What I’m trying to actually understand here is why does it work when I say hit.Parent instead of workspace:FindFirstChild(hit.Parent.Name), that still works WITHOUT getting the Name property of the Instance which is a string so that means that it still works with an Instance so why does it not work when I get it via the workspace?

@lualeet The same above goes for you, that is still what I’m not trying to understand here.

hit.Parent is simply the same result you’d get as finding something with hit.Parent’s name in workspace. Is there some reason for you needing to use FindFirstChild?

2 Likes

The reason :FindFirstChild doesn’t work with an instance is simply because it is made that way, if you already have an instance you have no reason at all to search for it.

1 Like

Instance:FindFirstChild() works with Instances, the reason I’m using Instance:FindFirstChild() is because if the brick doesn’t exist then the entire script won’t stop because it couldn’t find the brick which resulted in an error instead it will simply be nil however were going off-topic here.
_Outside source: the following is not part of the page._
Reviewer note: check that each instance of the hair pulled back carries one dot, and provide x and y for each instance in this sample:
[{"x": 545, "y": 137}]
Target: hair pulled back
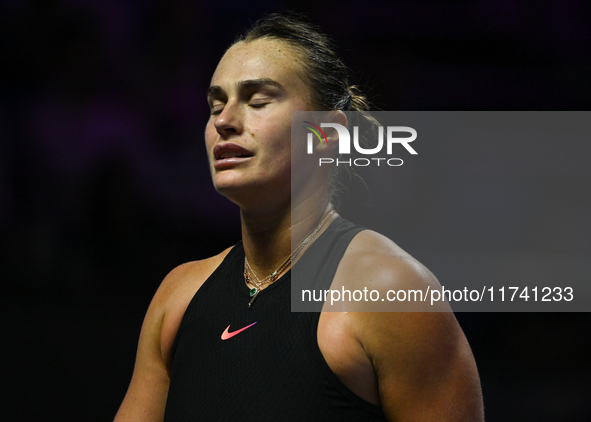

if I were to use workspace.hit.Parent instead of Instance:FindFirstChild() then it still wouldn’t work, I explained what I’m trying to understand in post #5 so you can go to check back on that.

1 Like

I don’t think Instance:FindFirstChild() work with instances.


When you do this

It print your character’s name probably because of the tostring() function.

1 Like

To find the player from the player’s character you should use:

game.Players:GetPlayerFromCharacter(character)

1 Like

I didn’t see that, you actually fixed the problem thank you, now it makes a lot of sense.
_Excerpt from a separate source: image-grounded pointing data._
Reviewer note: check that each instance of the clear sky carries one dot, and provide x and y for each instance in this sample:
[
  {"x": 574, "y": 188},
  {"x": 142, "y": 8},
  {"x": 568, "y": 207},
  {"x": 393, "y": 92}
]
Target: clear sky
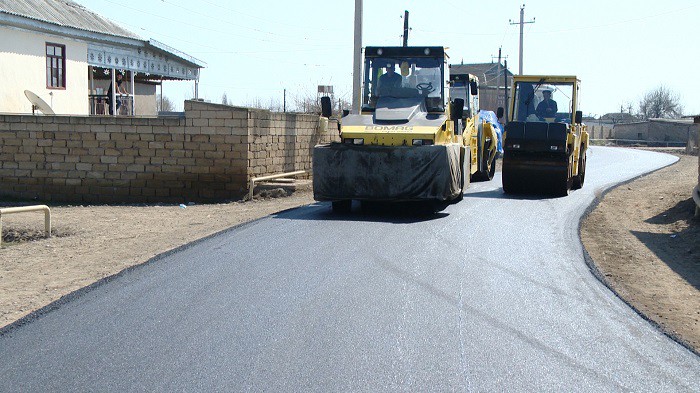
[{"x": 253, "y": 50}]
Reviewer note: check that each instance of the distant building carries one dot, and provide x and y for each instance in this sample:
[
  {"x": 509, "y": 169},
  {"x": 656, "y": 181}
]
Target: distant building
[
  {"x": 491, "y": 82},
  {"x": 68, "y": 56},
  {"x": 619, "y": 117}
]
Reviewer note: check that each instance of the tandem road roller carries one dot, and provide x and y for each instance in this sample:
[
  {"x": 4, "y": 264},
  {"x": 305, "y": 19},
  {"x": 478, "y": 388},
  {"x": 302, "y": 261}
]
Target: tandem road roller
[
  {"x": 410, "y": 141},
  {"x": 545, "y": 139}
]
So the reason as to why it wasn’t working is because Instance:FindFirstChild()'s first parameter accepts a string and not an Instance so if we use

local plrCharacterbyWorkspace = workspace:FindFirstChild(tostring(hit.Parent))
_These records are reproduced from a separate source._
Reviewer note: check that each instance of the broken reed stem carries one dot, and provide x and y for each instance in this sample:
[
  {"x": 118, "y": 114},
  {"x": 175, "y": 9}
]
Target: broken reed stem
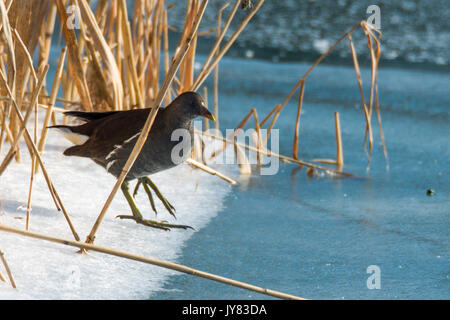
[
  {"x": 339, "y": 152},
  {"x": 259, "y": 143},
  {"x": 8, "y": 271},
  {"x": 273, "y": 154},
  {"x": 297, "y": 121},
  {"x": 235, "y": 132},
  {"x": 19, "y": 134},
  {"x": 216, "y": 69},
  {"x": 29, "y": 141},
  {"x": 201, "y": 77},
  {"x": 305, "y": 75},
  {"x": 156, "y": 262},
  {"x": 205, "y": 98},
  {"x": 2, "y": 277},
  {"x": 218, "y": 39},
  {"x": 181, "y": 52},
  {"x": 209, "y": 170},
  {"x": 53, "y": 94},
  {"x": 364, "y": 106}
]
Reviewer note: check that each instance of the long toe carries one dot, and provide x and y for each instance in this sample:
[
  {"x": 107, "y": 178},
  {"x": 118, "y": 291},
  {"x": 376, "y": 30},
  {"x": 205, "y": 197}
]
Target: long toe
[{"x": 155, "y": 224}]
Then it’s going to work, basically what we did there is that we got the reference of the Instance that we are trying to find then we get the string form of it by simply using the tostring() function which takes whatever you put into it and returns the string form of whatever you gave it and that way we can use Instance:FindFirstChild() safely.

It didn’t work for me before because I wasn’t using the tostring() function which is a very useful function.

What is the point of doing this?

local plrCharacter = hit.Parent
local plrCharacter2 = workspace:FindFirstChild(tostring(hit.Parent))

And why do you need to use tostring function when you can just do hit.Parent.Name ?

1 Like

Instance:FindFirstChild does not work with Instances.

You don’t need to do workspace:FindFirstChild(hit.Parent.Name) because hit.Parent will always exist, which is why the touched event was fired in the first place. Its redundant doing this.

You don’t need to do check if “hit.Parent” exists because if it didn’t exist the touched event wouldn’t even have fired.

That’s like doing hit.Parent.Parent:FindFirstChild(tostring(hit.Parent)) which makes absolutely 0 sense.

Plus if you are worried the part is not inside workspace, there is no point in worrying, Roblox characters are always located in workspace, and .Touched event works because of physics simulation, any parts that are outside workspace will not have their physics simulated thus the Touched event will never fire.

Still if you want to check you can just do if hit.Parent.Parent:IsA(“Workspace”) then, instead of
if workspace:FindFirstChild(tostring(hit.Parent)) then.